The question of exactly how one should approach the problem of assigning meaning to programs is far from settled. Programs are slippery things, and reasoning about them has an unfortunate tendency to degenerate into an amorphous pile of case-by-case checks. (It is not a coincidence that so much research into automated theorem proving targets software verification!). So far there has emerged a few different styles, each of which has its strengths and weaknesses, but there still seems to be ample scope for new ideas in the field. The main strands of research so far are:

• Operational semantics. The name derives from the idea that the meaning of a program is described by the operation of an abstract machine that executes it. This is done by specifying a reduction relation, that maps one state of the machine to the next, and then considering the transitive closure of that relation, in the same way that classic automata theory treats finite state machines and Turing machines. The tendency in semantics, however, is to try to avoid machine-inspired constructions and instead work directly on fragments of the abstract syntax trees. One example familiar from classic computer science is the semantics of lambda calculus, which is defined in terms of the beta-reduction relation.

  Operational semantics is probably the most used approach at the moment. It is very "user-friendly" - if a programming language can be implemented on a real machine, chances are that you can also write down an specification in terms of an abstract machine. Various real world languages (like Java and even C) have been given "post hoc" formal semantics in this way. It is also easy to write down rules describing things like parallel computation and nondeterminism. Operational semantics are useful for compiler implementors - it is easy to understand what the rules require, and one can "work down" through a progression of more and more concrete abstract machines to move from specification to implementation. Operational semantics are also popular in type theory, which tends to use purely syntactic constructions and proof techniques anyway.

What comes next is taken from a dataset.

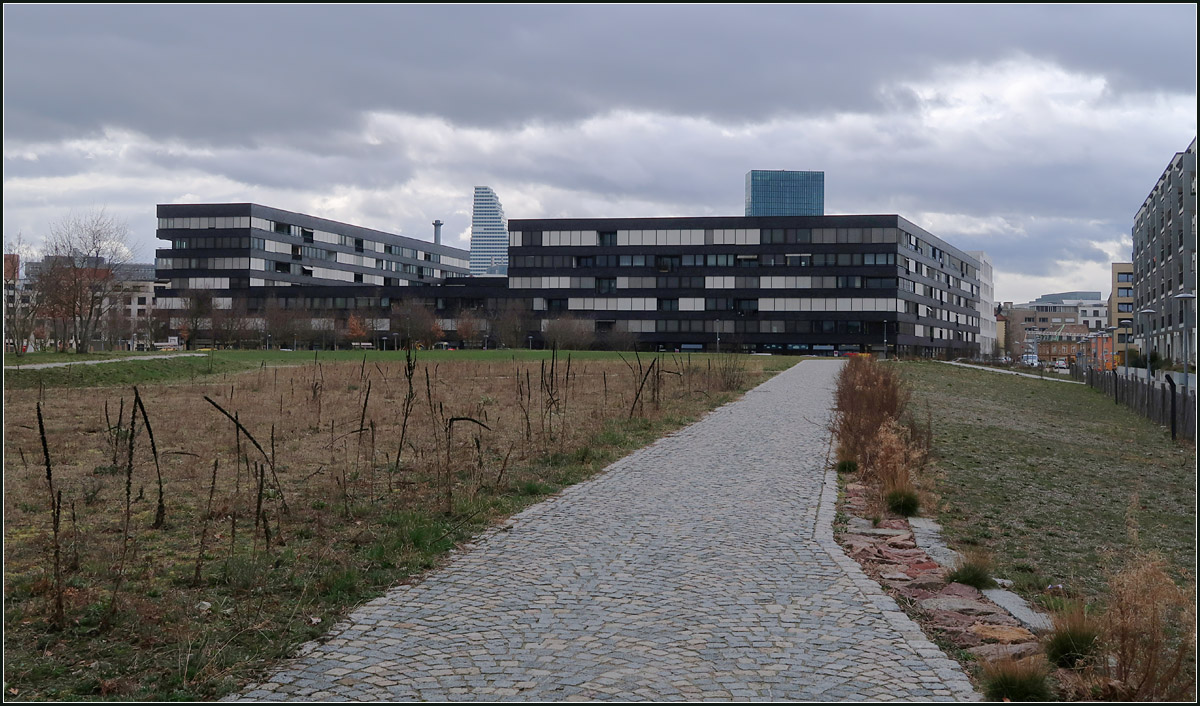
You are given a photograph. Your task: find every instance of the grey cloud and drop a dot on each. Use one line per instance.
(234, 72)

• Denotational semantics is the main rival. Rather than constructing an relation between fragments of syntax trees, denotational semantics tries to map each fragment into some mathematical object which describes its meaning - the denotation. For example, an ML function definition fn (x:int) => x*x is naturally mapped into the function f:Z→Z defined by f(x) = x². The denotation of a fragment typically does not change during evaluation: all of 2+(1+1), 2+2 and 4 denote the integer 4. For this reason, it is sometimes said the denotational semantics models the invariants of evaluation.

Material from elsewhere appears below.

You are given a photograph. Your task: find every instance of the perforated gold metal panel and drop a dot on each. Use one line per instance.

  The crux of denotational semantics is finding a sufficiently rich class of denotations to be able to model all programming language features. Elementary set theory is enough to model a simple language where the only datatype is integers and the only interesting control structure is while loops. Since the 70s, it has been known how to use the theory of complete partial orders to model programs containing recursive functions and recursive datatypes, e.g. ML style languages. In the 1980s a formalism known as event structures was developed to deal with concurrency and nondeterminism, while probabilistic algorithms can be handled by having the denotations of programs be probability distributions. The CPO approach is not considered completely satisfactory because it is a bit too rich; there are elements in the semantic domain which cannot arise as denotations of programs, and these get in the way. Other approaches, like game semantics, try to avoid this and achieve "full abstraction".

  Denotational semantics gives powerful tools to reason about the behaviour of programs. In particular, since it talks about what a fragment means rather than how it is evaluated, it makes it easy to show that two fragments are contextually equivalent, i.e. can be used interchangeably. This is of interest for example when proving the correctness of the transformations an optimising compiler carries out. Denotational semantics also gives a nice basis for deriving proof rules: for example so-called Scott induction is a trivial result given how CPO-style denotational semantics are set up, but it is also very amenable to implementation in an automatic theorem prover. In general, denotational semantics give a more abstract view of programs than operational semantics does. Typically, one defines an operational semantics as well, and prove the equivalence of the two.

• Axiomatic semantics takes yet another approach. Rather than first specifying the meaning of programs and then deriving proof rules to reason about them, here one specifies a set of proof rules in (typically) Floyd-Hoare logic, and then simply specifies that an implementation of the language needs to make these axioms valid. This was considered a promising strategy in the 1980s, and e.g. the Pascal-like language Euclid was specified this way. Clearly setting things up this way around makes for less work in establishing proof rules. Less obviously, this style of specification is claimed to shift the focus of the development processes towards a more formal approach: features in the language that are difficult to prove theorems about, like complicated control structures, will simply not have any defined meaning at all, so one is in effect forced to program in a tractable style.

  However, nowadays proof rules are not considered a practical approach to semantics (even though they are of course crucial during program development). This is for a mixture of conceptual and practical problems. Conceptually, taking provability as the basic notion of meaning meets the same problems of undecidability that logicians discovered in the early 20th century when trying to equate provability with mathematical truth. Basically, as soon as the language grows even moderately complex it becomes the case that for any given proof system it is possible to construct statements about programs (Hoare triples) that are true when considering the operational or denotational semantics, but cannot be proven in that proof system. Since the operational semantics formalises our intuitive notions about how programs behave, it seems very unsatisfactory to declare that the "official" semantics of the language is given by some particular proof system. On a practical level, proof rules for language features like for-loops or procedures quickly become extremely hairy and difficult to understand or use. If one tried to construct a set of rules that covered all the dark corners of a language, it would become very complex. It is much nicer to keep a separate specification of the language, and use that to derive specialised proof rules as the need arises.

For a more in-depth treatment of the different styles, one standard reference is Glynn Winskel's textbook [1], which is a completely self-contained introduction to the field.

Doing formal semantics has so far been very much an academic enterprise; language standards that are used in industry tend to be written in natural language. Partly, this is probably because the conceptual tools have been lacking -- the publication of The Definition of Standard ML in 1990 was ground-breaking in that for the first time an entire real-world programming language had been formally specified, and ML is still a very "pure and clean" language. More recently, several real world systems have been dealt with (see e.g. [2], which reports on operational semantics for C and UDP sockets), so from a purely technical viewpoint, things seem to be looking up for formal semantics. However, there is a certain barrier to entry in the mathematical background that needs to be picked up before one can read and develop formal specifications. Perhaps the big break will come when the current generation of computer science undergraduates, who were taught formal semantics at university, have permeated into industry...

References:

1. Glynn Winskel. The Formal Semantics of Programming Languages. An introduction. MIT Press, 1993.
2. Michael Norrish and Peter Sewell and Keith Wansbrough. Rigour is good for you, and feasible: reflections on formal treatments of C and UDP sockets.. Proceedings of 10th ACM SIGOPS European Workshop (Saint-Emilion), 2002. pp49-53.